Carta à Berta: "Os Outros - Tragédia em 4 atos" Parte I - "Ocupação"
Olá Berta,
Pediste-me para te enviar o poema que escrevi sobre o Menino de Kobane, aquela coisa horrível que nos despertou de vez, abrindo-nos os olhos e a mente, para o problema dos migrantes em setembro de 2015, já lá vão 4 anos e 3 meses. Sei que tiveste conhecimento que fui um dos jornalistas a fazer um levantamento exaustivo de toda a história. Não te a quis contar vista por mim, na altura, mas é tempo de a poderes ler. Contudo, como tem um final pouco feliz, e estamos no último dia do ano, vou-te enviar apenas a primeira parte de uma tragédia em 4 atos. Espero que entendas, afinal não te quero ver deprimida no último dia do ano. Todavia, para mim, promessa é dívida. Aqui vai:
"OS OUTROS - TRAGÉDIA EM QUATRO ATOS"
ATO I
"OCUPAÇÃO"
No planeta imaginado
Por trinta milhões de seres humanos,
Algures, numa estreita margem do Mediterrâneo,
Começou, há dois mil e seiscentos anos,
Um país chamado Curdistão
Ou, talvez, quem sabe, deveria ter começado.
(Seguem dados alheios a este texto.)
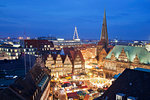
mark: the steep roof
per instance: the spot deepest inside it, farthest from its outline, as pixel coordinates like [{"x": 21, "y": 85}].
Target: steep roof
[
  {"x": 134, "y": 83},
  {"x": 131, "y": 52}
]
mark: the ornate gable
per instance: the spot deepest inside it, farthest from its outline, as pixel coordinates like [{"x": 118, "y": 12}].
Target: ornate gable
[
  {"x": 67, "y": 60},
  {"x": 123, "y": 56}
]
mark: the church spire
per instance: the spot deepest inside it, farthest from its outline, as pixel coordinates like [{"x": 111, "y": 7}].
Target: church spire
[{"x": 104, "y": 35}]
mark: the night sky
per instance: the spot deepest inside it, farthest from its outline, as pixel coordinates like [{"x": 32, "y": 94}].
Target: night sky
[{"x": 126, "y": 19}]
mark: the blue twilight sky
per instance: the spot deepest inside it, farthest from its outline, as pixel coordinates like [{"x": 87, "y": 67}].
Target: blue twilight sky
[{"x": 126, "y": 19}]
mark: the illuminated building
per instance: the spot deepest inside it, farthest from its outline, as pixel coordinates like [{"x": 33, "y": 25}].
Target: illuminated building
[
  {"x": 78, "y": 63},
  {"x": 34, "y": 86},
  {"x": 9, "y": 53},
  {"x": 60, "y": 65},
  {"x": 132, "y": 84},
  {"x": 40, "y": 45},
  {"x": 121, "y": 57}
]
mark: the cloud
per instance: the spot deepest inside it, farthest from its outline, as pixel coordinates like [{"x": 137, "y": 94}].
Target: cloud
[{"x": 2, "y": 6}]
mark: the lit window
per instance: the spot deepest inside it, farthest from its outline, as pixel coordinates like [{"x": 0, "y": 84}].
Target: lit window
[
  {"x": 16, "y": 54},
  {"x": 131, "y": 98}
]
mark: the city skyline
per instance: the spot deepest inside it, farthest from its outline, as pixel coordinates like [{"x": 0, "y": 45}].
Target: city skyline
[{"x": 128, "y": 20}]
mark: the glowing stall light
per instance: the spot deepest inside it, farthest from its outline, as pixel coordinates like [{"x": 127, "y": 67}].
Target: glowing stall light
[
  {"x": 74, "y": 77},
  {"x": 87, "y": 66}
]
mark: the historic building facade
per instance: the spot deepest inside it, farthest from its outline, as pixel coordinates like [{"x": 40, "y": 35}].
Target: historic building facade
[{"x": 122, "y": 57}]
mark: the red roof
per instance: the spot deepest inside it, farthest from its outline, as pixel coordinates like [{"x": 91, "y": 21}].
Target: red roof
[{"x": 72, "y": 95}]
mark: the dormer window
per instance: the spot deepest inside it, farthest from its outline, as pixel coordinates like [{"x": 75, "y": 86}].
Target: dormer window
[{"x": 120, "y": 96}]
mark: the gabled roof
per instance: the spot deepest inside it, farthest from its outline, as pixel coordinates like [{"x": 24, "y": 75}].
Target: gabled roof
[
  {"x": 134, "y": 83},
  {"x": 131, "y": 52}
]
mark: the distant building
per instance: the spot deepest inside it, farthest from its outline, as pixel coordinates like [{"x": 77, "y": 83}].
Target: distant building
[
  {"x": 63, "y": 65},
  {"x": 35, "y": 86},
  {"x": 121, "y": 57},
  {"x": 9, "y": 52},
  {"x": 40, "y": 45},
  {"x": 132, "y": 84}
]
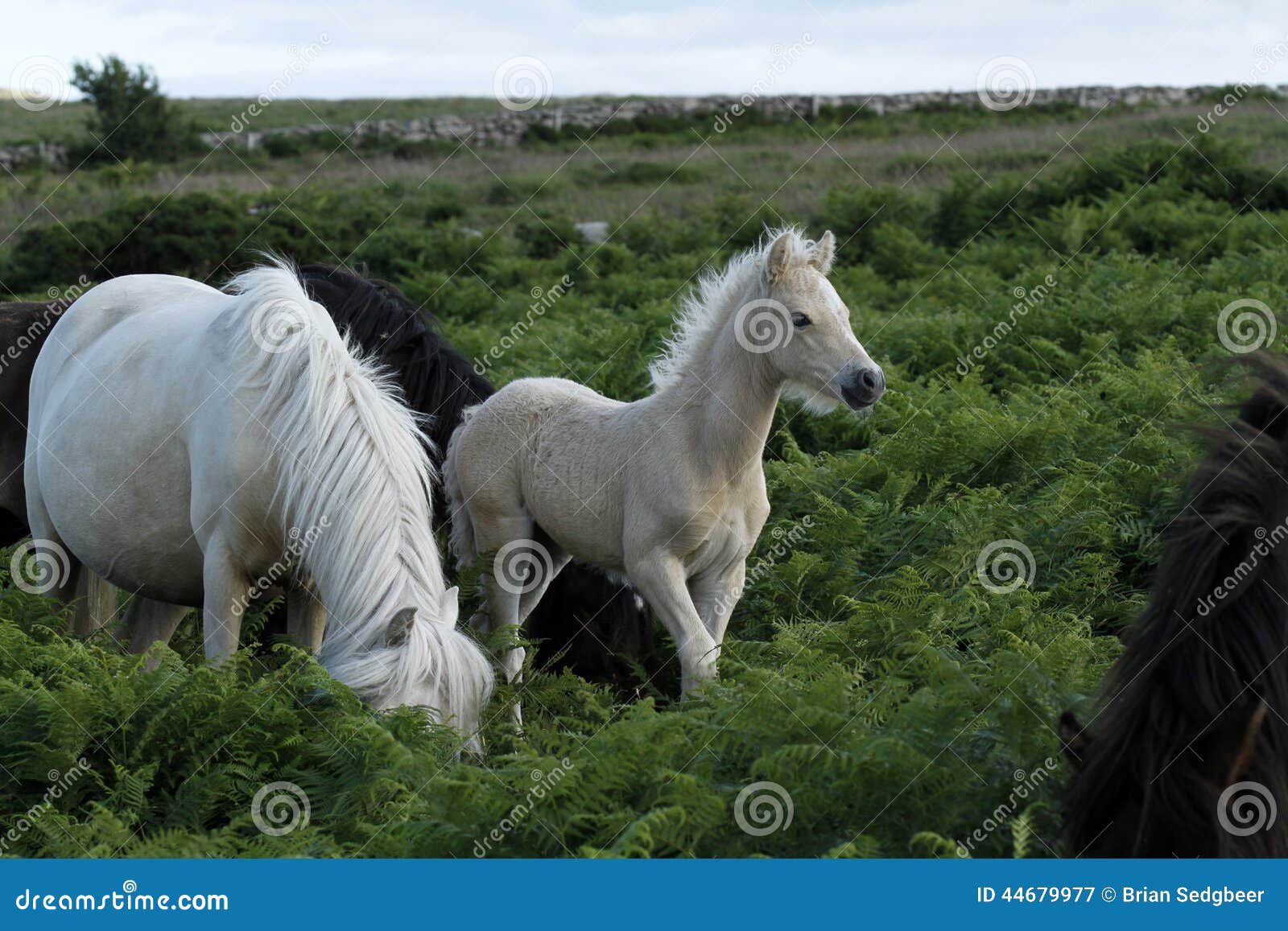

Madrasta foi a História deste povo,
Ocupado por impérios e tiranos.
Avaros os vizinhos sempre o cobiçaram
E a terra que nunca foi país,
Acabou por ver-se repartida…
Nas margens da Europa,
Pelo raiar da Ásia,
Ele se ergueria sob a égide de Alá,
A Norte a Turquia Otomana,
Com desejos de poder,
A Oeste a Arménia e o Azerbaijão,
Famintos de território,
A Sul o Irão,
Fanático no crer e no crescer,
A Este o Iraque e a Síria,
Com sede de recursos…
Como pode esta gente ter direito à existência, ao território?
O que pensam os judeus deste direito?
E a América e o imperador careca, esse Putin?
A culpa nunca é de ninguém, são sempre "OS OUTROS"…
Depois chegou o ISIS, o DAESH, o Estado Islâmico,
Não interessa o nome,
Apenas importa que rima com terror,
Ocupando o ocupado,
Terras queimadas para um grande Califado,
Vidas ceifadas pelo fanatismo enlouquecido
E, sem qualquer pudor,
Publicitadas na imprensa,
Na net e nas televisões,
Qual algodão que não engana
Porque a saga garante o verdadeiro horror…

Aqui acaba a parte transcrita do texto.